Dark Corners of the OpenXML Standard
Standard Disclaimer writes "Most here on Slashdot know that Microsoft released its OpenXML specification to counter ODF and to help preserve its market position, but most people probably aren't aware of all the interesting legacy code the OpenXML specification has brought to light. This article by Rob Weir details many of the crazy legacy features in the dark corners of OpenXML. As it concludes after analyzing specification requirements like suppressTopSpacingWP, 'so not only must an interoperable OOXML implementation first acquire and reverse-engineer a 14-year old version of Microsoft Word, it must also do the same thing with a 16-year old version of WordPerfect.'"
ODF spec page count: 722.
OpenXML spec page count: 6000 !!
No. ODF has several real, factual, benefits. It might have been originated in a single product but... it reuses existing standard technologies (SVG, CSS...). It has properly designed XML tags that act as "markup", in OpenDocument xml tags act as container for chunks of data. ODF tries to separate content from style.
And about your RTF suggestion... can I draw diagrams with RTF? Can I have a ToC? Can I do complex styling? Can I have a "galery" of styles? Can I include images? No. RTF is not a solution.
The behavior of years-old proprietary word processing software is included by reference into OOXML. How is any spec that includes by reference the behavior of proprietary software exactly "open"? True, implementors could produce a partial implementation of the spec that degrades away the legacy baggage (more or less) gracefully, but some standards' patent licensors forbid implementors to publish a partial implementation. I don't know if this applies to OOXML's license.
Once it is ratified as an ISO Standard, the standard is locked up and anyone that does want to a copy has to buy it from ISO. These are copyrighted. They're not cheap; thousands of dollars. Out of the reach of the average hobbyist, and not listed anywhere on the Internet. That 6,000 page draft will vanish into the mists of time.
Larger Companies can afford this, but garage companies and hobbyists definitely can't. So what's the chance of an open source or even small upstart challenging Microsoft's Documentonopoly? Zero.
Want another example? ISO country codes. The country codes (e.g. .us, .jp) are actually ISO, and ISO ended up backing off on a demand for royalties for this(!) But if you want state codes (e.g. California, Kantou), well, forget it unless you want to buy them off ISO. http://www.alvestrand.no/pipermail/ietf-languages/ 2003-September/001472.html
ISO aren't the only ones guility of doing this. IEEE do it as well. Want the latest simulation standard? Then get out your checkbook: http://standards.ieee.org/catalog/olis/compsim.htm l
ISO and the IEEE are enemies of openness. Microsoft is taking a page out of their gamebook.
ISO or IEEE certification is a *bad* thing.
The hitch here is that *not* having them means tons and tons of reverse engineering, and that's only after tracking down every release of every version of every MS Office ever.
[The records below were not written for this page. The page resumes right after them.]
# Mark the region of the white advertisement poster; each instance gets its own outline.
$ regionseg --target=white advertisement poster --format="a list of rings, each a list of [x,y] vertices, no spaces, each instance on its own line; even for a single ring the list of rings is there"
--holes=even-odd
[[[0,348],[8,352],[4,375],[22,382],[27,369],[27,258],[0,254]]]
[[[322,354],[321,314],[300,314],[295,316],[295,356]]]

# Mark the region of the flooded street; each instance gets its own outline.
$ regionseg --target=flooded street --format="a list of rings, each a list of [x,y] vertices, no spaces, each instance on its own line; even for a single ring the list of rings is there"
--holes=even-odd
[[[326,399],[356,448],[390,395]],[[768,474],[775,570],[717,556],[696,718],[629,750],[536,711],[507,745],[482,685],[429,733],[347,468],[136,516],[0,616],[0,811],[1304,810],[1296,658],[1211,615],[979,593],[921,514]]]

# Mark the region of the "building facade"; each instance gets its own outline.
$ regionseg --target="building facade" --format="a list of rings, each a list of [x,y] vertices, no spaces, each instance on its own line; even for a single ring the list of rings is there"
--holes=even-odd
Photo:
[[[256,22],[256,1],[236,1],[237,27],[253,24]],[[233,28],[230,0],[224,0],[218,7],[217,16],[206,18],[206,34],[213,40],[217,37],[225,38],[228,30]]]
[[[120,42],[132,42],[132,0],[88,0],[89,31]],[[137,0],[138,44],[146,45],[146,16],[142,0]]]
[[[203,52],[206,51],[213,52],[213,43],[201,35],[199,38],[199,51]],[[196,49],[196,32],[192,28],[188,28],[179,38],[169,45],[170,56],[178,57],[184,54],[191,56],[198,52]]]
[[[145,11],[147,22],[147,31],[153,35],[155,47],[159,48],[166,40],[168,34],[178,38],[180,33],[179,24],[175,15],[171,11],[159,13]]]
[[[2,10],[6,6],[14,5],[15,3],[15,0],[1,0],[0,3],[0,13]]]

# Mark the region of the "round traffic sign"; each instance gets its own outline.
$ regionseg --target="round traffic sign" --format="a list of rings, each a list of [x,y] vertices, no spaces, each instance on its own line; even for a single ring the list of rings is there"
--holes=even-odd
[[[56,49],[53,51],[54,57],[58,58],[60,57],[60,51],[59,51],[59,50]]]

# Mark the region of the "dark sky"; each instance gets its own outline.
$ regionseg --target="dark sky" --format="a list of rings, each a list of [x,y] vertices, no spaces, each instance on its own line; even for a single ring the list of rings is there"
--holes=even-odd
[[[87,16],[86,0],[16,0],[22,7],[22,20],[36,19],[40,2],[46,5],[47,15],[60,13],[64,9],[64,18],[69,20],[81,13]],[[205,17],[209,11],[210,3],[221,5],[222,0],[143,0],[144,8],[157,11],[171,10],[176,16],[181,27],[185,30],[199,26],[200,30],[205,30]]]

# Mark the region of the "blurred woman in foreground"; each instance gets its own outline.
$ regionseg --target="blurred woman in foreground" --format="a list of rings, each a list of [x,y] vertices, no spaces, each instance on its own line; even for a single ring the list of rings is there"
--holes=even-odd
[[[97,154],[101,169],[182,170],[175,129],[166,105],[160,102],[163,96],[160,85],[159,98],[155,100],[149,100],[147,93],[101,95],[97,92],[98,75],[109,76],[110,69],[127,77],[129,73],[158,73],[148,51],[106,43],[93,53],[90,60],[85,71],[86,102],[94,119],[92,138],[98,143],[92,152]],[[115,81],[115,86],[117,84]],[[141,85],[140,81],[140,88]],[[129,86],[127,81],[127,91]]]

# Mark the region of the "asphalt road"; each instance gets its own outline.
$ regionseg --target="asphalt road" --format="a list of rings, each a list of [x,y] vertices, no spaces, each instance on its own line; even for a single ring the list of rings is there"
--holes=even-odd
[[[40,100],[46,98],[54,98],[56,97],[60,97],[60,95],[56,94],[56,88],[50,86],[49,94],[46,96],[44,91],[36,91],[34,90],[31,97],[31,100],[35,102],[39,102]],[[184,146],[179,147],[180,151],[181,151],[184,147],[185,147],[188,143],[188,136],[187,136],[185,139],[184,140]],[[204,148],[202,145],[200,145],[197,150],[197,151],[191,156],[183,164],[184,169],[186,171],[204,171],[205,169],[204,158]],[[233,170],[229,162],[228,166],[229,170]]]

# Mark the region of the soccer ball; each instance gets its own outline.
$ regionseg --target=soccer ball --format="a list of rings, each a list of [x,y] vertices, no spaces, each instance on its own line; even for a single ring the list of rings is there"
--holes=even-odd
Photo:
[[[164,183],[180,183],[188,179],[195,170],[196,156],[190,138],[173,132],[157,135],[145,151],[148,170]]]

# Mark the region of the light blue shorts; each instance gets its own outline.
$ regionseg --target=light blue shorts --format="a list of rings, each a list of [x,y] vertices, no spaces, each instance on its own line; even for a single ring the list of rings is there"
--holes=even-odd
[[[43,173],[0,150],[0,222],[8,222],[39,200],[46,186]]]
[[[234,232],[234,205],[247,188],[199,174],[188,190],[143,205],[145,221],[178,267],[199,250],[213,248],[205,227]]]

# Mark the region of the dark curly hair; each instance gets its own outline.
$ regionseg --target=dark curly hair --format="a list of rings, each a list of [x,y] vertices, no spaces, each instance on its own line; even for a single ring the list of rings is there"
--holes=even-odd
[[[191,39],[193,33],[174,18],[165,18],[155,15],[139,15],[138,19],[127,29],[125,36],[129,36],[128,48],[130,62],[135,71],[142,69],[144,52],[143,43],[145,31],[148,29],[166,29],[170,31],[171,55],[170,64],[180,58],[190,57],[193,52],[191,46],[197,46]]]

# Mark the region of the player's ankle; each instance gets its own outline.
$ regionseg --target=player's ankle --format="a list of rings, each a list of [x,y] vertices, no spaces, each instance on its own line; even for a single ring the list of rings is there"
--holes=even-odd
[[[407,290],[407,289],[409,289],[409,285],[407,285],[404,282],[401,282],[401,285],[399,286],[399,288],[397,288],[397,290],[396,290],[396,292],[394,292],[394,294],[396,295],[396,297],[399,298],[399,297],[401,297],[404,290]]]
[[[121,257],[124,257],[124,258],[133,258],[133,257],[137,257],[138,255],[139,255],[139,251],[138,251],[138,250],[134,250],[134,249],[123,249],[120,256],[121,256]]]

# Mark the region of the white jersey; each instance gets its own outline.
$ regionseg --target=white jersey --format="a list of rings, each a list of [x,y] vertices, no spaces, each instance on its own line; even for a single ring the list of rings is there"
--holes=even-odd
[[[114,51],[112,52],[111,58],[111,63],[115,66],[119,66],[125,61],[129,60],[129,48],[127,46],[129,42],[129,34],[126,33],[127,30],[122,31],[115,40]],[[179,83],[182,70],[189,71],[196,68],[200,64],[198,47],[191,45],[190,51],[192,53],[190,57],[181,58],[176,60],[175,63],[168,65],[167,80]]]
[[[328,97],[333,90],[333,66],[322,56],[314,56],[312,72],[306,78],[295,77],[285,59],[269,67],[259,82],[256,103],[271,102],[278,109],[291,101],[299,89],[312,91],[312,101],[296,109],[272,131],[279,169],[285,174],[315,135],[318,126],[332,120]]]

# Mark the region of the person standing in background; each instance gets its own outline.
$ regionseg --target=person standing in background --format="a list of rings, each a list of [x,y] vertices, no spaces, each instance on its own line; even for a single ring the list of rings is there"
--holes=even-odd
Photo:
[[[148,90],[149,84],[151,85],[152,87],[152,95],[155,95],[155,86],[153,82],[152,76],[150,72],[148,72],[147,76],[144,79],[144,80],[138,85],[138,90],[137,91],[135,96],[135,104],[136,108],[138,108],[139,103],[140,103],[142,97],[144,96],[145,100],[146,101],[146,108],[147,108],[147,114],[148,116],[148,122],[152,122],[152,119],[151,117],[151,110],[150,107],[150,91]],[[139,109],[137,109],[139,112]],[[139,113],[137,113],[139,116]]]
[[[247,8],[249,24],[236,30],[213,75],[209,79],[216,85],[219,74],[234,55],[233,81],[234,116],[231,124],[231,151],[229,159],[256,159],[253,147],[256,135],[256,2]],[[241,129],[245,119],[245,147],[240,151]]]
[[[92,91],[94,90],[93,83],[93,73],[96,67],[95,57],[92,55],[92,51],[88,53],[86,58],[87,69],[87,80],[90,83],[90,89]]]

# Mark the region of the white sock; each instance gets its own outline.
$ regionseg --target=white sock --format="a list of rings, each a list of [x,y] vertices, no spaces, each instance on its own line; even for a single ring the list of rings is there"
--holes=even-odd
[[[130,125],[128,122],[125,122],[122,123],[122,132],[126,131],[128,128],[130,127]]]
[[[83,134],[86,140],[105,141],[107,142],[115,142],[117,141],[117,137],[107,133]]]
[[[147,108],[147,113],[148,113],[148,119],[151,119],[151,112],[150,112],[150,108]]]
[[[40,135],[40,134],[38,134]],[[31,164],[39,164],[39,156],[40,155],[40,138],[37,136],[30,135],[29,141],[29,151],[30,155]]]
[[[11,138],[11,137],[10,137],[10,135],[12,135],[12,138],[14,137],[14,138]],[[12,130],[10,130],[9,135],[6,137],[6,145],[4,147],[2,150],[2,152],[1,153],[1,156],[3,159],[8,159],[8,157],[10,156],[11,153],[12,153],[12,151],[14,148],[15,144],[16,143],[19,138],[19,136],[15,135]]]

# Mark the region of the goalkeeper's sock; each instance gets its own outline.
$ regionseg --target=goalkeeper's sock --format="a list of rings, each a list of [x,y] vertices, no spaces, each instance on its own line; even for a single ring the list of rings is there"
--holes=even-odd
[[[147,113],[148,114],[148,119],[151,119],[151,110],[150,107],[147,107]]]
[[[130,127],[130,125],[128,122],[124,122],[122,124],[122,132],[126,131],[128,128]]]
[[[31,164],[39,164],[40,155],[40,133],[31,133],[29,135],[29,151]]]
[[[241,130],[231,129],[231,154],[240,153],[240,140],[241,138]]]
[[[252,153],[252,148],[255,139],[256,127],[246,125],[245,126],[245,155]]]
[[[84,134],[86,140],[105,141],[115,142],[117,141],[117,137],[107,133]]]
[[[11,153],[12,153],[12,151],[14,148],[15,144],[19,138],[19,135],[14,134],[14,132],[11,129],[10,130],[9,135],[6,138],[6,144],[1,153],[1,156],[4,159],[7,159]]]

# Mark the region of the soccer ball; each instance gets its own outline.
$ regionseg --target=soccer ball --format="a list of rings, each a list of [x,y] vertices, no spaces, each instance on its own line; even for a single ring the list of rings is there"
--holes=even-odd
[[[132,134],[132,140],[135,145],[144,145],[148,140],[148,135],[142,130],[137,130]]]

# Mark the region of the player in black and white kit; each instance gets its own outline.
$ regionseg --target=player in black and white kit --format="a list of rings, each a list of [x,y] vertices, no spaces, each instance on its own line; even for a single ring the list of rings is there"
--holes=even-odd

The real hitch, as the article hints, is that the releases are contradictory. For instance, the Mac version of small caps is different from others. This is part of the reason Word is so bloated and does not preserve printing type setting from one machine to the next.
Ten years ago, a state agency I was working for was forced to move from Word Perfect to Word. Hundreds, if not thousands, of documents were painstakingly converted from one format to the other. The typesetting, which they had never had a problem with previously, was easily broken by moves from one machine to the other or by changing printers. That is the kind of thing that no program can account for - it was broken from then and can not be created correctly today. It's also probably the reason for all of the nebulous "guidance" sections that don't tell you anything other than to look at, and presumably measure, old printed examples. Not even M$ knows what it was really doing in the field. As I saw at the time, no two were alike.
Of course, the time to get things right is not in your XML it's when you import the document. The author tells us this in so many words. The XML should be general enough to encompass any kind of typesetting. It is the importing program's task to figure out what the old format wanted things to look like. As the author points out, the spec does not do anything other create something impossible to follow. It's not going to magically make things look right no matter how hard they wish it would.
DMCA, Hollings, Palladium. What might have sounded like paranoia is now common sense.